Exhibition Celebrates the Architecture of Brooklyn's 175-Year-Old Green-Wood Cemetery

The Museum of the City of New York presents A Beautiful Way to Go: New York’s Green-Wood Cemetery, a new exhibition that examines the Brooklyn cemetery’s astonishing 175-year history, on view from May 15 to October 13. As a National Historic Landmark that predates both of Olmsted’s Central Park and Prospect Park, the cemetery grounds cover a vital 19th-century American public green space and remain a critical site in New York’s architectural history.

The landmark landscape characterizes the “rural cemetery movement” and tells a complex narrative that links architectural, art, social, and cultural histories. The installation involves a gallery-sized map of the cemetery that serves as a guide for visitors to walk upon and as the framework for the arrangement of over 200 artifacts, sculptures, architectural drawings, and documents. The exhibit not only focuses on exploring the cemetery, but also its most eminent permanent residents. Burial at Green-Wood garnered considerable respect and attracted posh New Yorkers to choose it as the ultimate resting space. The cemetery also represents a new type of burial space: non-sectarian and not bordering a church.

The rural burial ground concept, with its greenery and comfortable travel distance from the city, was first designed for Paris’ 1804 Père-Lachaise. The idea reached the United States by the 1830s and Mount Auburn in Cambridge was the country’s first such cemetery. Green-Wood Cemetery, designed by David Bates Douglass, followed in 1838 within the newly incorporated city of Brooklyn.

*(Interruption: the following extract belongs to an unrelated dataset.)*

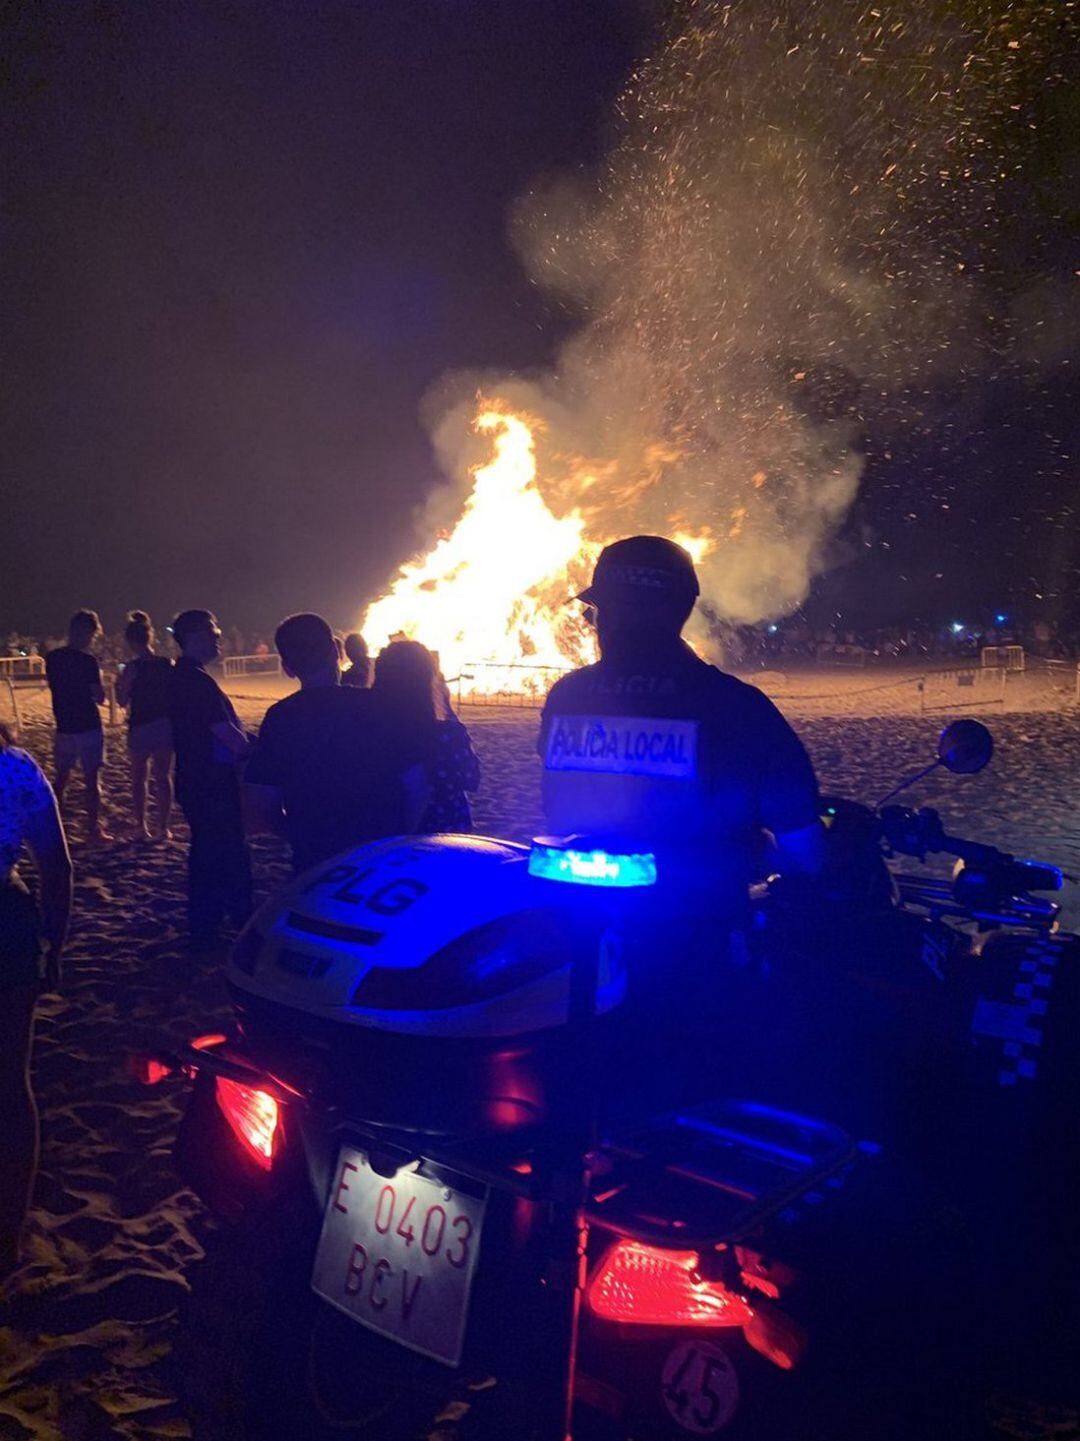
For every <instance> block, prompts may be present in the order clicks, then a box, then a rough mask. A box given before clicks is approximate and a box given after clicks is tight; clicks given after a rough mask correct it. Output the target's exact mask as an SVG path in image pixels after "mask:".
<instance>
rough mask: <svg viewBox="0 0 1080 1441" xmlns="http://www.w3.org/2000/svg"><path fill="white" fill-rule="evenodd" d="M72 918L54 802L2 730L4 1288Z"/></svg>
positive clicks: (2, 917)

Highlights of the exhibition include 19th-century landscape paintings by Asher Brown Durand and John William Casilear, chief Hudson Valley School artists who are buried at Green-Wood. The exhibition incorporates viewing machines with “stereographs” that provide popular period three-dimensional pictures of Green-Wood Cemetery and one of four zinc Civil War soldiers on site that were reproduced in cemeteries nationwide.